Her ne kadar fiilen seferle başlamadıysa da açılış töreni çok daha önce Cumhurbaşkanı Sayın Recep Tayyip Erdoğan tarafından 1 Kasım 2020’de yapılmıştı.
Dünde projenin ortaklarından olan Avrupa Birliği’nin bir grup büyükelçisi eşleriyle birlikte Samsun’daydılar. Ortak oldukları Samsun-Sivas(Kalın) Demiryolu hattını Samsun-Kavak-Samsun arasında kısa bir yolculuk yaparak denetlediler!
Her ne kadar hat tam kapasite faaliyete geçmese de geçmesi oldukça zor görünse de yine de hayırlı uğurlu olsun.
Hat açılmasına açıldı ama mutlaka cevaplanması gereken bir büyük soru ve nasıl çözüleceği bir türlü bilinmeyen daha büyük bir sorunla.
Her ikisini de yazacağım ama önce büyük soruyla başlayacağım. Sorunu da kısmet olursa yarın yazarız inşallah.
Büyük soru dediğim 72 milyon avroluk bir soru. Bugünün kuruyla tamı tamına 1 milyar 326 milyon 696 bin Türk lirası.
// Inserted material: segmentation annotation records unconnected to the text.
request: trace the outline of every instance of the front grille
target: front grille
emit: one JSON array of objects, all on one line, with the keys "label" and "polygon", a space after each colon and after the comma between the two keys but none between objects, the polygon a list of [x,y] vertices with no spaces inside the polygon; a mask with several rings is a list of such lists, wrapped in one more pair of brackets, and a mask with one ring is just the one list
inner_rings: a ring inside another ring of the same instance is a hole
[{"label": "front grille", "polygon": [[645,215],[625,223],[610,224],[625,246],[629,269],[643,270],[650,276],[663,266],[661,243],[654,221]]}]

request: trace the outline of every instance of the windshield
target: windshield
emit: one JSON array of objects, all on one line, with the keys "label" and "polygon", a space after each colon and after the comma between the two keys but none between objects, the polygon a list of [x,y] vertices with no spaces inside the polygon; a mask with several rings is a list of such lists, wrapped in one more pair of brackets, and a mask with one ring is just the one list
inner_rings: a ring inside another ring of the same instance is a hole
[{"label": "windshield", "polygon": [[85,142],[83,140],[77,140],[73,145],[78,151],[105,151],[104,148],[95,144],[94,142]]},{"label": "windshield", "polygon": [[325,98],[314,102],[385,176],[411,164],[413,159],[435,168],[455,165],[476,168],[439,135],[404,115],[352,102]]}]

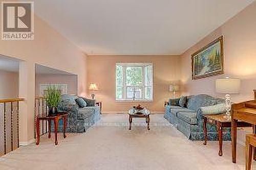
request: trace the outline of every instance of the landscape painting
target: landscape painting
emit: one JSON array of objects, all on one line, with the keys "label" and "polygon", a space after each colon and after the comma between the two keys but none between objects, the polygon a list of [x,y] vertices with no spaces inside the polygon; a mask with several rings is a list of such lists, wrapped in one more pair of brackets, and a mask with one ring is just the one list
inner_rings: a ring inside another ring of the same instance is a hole
[{"label": "landscape painting", "polygon": [[223,46],[221,36],[191,55],[192,79],[224,74]]}]

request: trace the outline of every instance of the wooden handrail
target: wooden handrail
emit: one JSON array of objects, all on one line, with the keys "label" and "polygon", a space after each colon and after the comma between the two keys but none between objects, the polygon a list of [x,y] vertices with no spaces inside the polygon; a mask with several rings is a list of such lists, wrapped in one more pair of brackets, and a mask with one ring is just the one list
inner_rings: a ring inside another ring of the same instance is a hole
[{"label": "wooden handrail", "polygon": [[46,98],[44,96],[35,96],[35,99],[46,99]]},{"label": "wooden handrail", "polygon": [[256,90],[253,90],[254,92],[254,100],[256,100]]},{"label": "wooden handrail", "polygon": [[0,99],[0,103],[23,102],[25,101],[25,99],[23,98],[3,99]]}]

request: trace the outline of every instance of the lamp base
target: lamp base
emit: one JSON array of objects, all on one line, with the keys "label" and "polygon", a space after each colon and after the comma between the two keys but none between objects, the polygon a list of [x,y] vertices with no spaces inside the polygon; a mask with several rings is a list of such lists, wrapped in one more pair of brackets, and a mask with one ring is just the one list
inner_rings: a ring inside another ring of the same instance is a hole
[{"label": "lamp base", "polygon": [[226,94],[226,115],[225,118],[231,119],[230,110],[231,110],[231,100],[230,95],[228,94]]},{"label": "lamp base", "polygon": [[95,94],[91,94],[91,96],[92,96],[92,99],[93,100],[94,100],[94,98],[95,98]]}]

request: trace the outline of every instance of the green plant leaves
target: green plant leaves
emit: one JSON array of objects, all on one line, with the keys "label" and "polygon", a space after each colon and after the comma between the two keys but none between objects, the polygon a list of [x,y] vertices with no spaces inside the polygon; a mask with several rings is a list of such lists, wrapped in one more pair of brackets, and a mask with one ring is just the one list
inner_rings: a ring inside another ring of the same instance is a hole
[{"label": "green plant leaves", "polygon": [[46,101],[50,107],[57,107],[61,99],[60,90],[55,86],[49,86],[46,93]]}]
2023 bütçesinde sosyal konut finansmanı için 10 milyar, aile destek programı için 7.5 milyar, yoksul ailelere elektrik desteği için 4.8 milyar ve koruyucu aile uygulaması için de 713 milyon Türk lirası ayrıldığını düşünürsek rakamın büyüklüğü daha net anlaşılır.
“Nedir bu 72 milyon Avro yahut 1 milyar 326 milyon 696 bin Türk lirası” dediğinizi duyar gibiyim. Haklısınız. Anlatayım.
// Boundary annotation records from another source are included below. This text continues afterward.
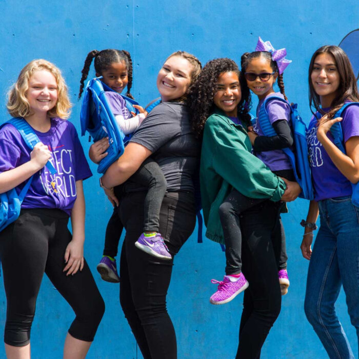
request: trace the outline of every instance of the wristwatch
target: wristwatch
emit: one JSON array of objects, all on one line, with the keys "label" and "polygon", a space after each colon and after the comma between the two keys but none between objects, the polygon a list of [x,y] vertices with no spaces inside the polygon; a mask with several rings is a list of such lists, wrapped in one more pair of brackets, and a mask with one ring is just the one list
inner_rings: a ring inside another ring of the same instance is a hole
[{"label": "wristwatch", "polygon": [[302,226],[302,227],[306,227],[308,228],[310,228],[313,231],[318,229],[318,226],[315,223],[313,223],[312,222],[306,222],[304,220],[302,220],[301,226]]}]

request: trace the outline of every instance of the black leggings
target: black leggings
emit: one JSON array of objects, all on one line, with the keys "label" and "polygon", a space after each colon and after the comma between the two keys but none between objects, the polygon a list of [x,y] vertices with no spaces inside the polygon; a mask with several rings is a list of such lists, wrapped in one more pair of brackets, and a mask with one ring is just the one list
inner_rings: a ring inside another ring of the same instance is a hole
[{"label": "black leggings", "polygon": [[69,333],[76,339],[93,340],[105,304],[86,262],[82,271],[74,275],[63,272],[65,250],[72,239],[68,220],[59,209],[23,209],[16,221],[0,232],[7,344],[20,347],[29,343],[44,272],[75,312]]},{"label": "black leggings", "polygon": [[[295,181],[292,170],[274,171],[277,176],[284,177],[289,181]],[[245,211],[263,202],[263,198],[246,197],[234,188],[220,206],[221,223],[223,229],[226,247],[226,274],[237,274],[242,268],[242,235],[241,232],[240,215]],[[274,249],[280,253],[278,269],[287,268],[287,249],[286,236],[282,220],[280,218],[281,228],[276,233],[281,239]]]},{"label": "black leggings", "polygon": [[258,359],[270,328],[281,311],[278,255],[281,205],[269,200],[241,216],[243,273],[250,283],[244,292],[236,359]]},{"label": "black leggings", "polygon": [[[158,232],[159,209],[166,193],[167,183],[159,166],[151,157],[147,158],[131,177],[131,182],[147,189],[144,201],[144,221],[140,225],[143,232]],[[122,195],[122,186],[115,187],[115,195],[119,200]],[[104,255],[115,257],[124,226],[115,207],[107,224],[105,236]]]},{"label": "black leggings", "polygon": [[119,299],[145,359],[175,359],[177,344],[166,308],[173,256],[192,232],[195,224],[192,193],[170,192],[159,214],[159,231],[172,254],[170,261],[158,260],[138,249],[134,242],[141,233],[145,193],[125,195],[119,215],[126,229],[121,252]]}]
Cumhuriyet’in ilk projelerinden birisi olan 378 kilometrelik Samsun-Sivas(Kalın) demiryolu hattı 258 milyon Avroluk bir yatırımla yenilenecekti. Bu paranın 220 milyon Avrosu Avrupa Birliği’nden, 28 milyon Avrosu da Ulaştırma ve Altyapı Bakanlığı bütçesinden sağlanacaktı.
AB ile yapılan anlaşmaya göre 29 Eylül 2015’te başlayan iyileştirme projesi 2017’de denemeye alınacak ve 2018’de ulaşıma açılacaktı. Olmadı, proje zamanında bitirilemedi ve AB söz verdiği fonun 72 milyon Avrosunu kullandırmadı.
Büyük soru dediğim, bu 72 milyon Avronun kime fatura edildiği? Kusurlu olanlara mı yoksa bunda hiç kusuru olmayan Türk halkına mı?
Konu 2018 Sayıştay Denetleme Raporlarına da girmiş hem de çok kapsamlı olarak.
“Gecikmeler sebebiyle ülkenin 72 milyon avro(455 milyon 760 bin TL-bugünkü kurla 1 milyar 325 milyon 520 bin TL) kayba uğradığı” belirtilen raporda “Projede yaşanan bu gecikme nedeniyle 2018 yılına ait projeye ilişkin ara ödemelerin tamamı merkezi yönetim bütçesinden karşılanmıştır” deniliyor.
Sayıştay raporunda ayrıca “2011/15 Sayılı Başbakanlık Genelgesi’nin “Kurumsal Yapılar” bölümünde “Program otoriterlerinin desteklenecek proje ve faaliyetlere ilişkin olarak, programlama, ihale ve sözleşme yapılması, proje ve faaliyetlerin yürütülmesi, ödemelerin yapılması, muhasebeleştirilmesi ile buna ilişkin kontrol, izleme ve değerlendirmelerin gerçekleştirilmesi işlemlerinin yerine getirilmesinden sorumlu oldukları” belirtiliyor.
İşin ilginç yanı da bakanlığın cevabında. Bakanlık “İhale onay sürecinin beklenenden çok daha uzun sürmesinden” diğer taraftan da “yüklenicinin saha da işe geç başlaması, ek süre talepleri ve iş programına uyum konusunda gösterdiği düşük performanstan” yakınıyor.
Bu kadar da değil. Yapılan açıklamalar göre, başlangıçta 258 milyon Avro olarak hesaplanan proje bedeli uygulamada 320 milyon 472 bin 586 Avroya çıkmış. Bunun 148 milyon 616 bin 619 Avrosu AB, kalan 171 milyon 855 bin 967 Avrosu da Türkiye tarafından karşılanmış. Hem AB’nin kullandırmadığı 72 milyon Avro hem de 60 milyon Avroya yaklaşan maliyet artışının hesabını kim verdi veya verecek?
Soru buydu: Bu zararı kim ödedi ya da ödeyecek? Sorumlular mı yoksa olayda hiç kusuru olmayan halk mı?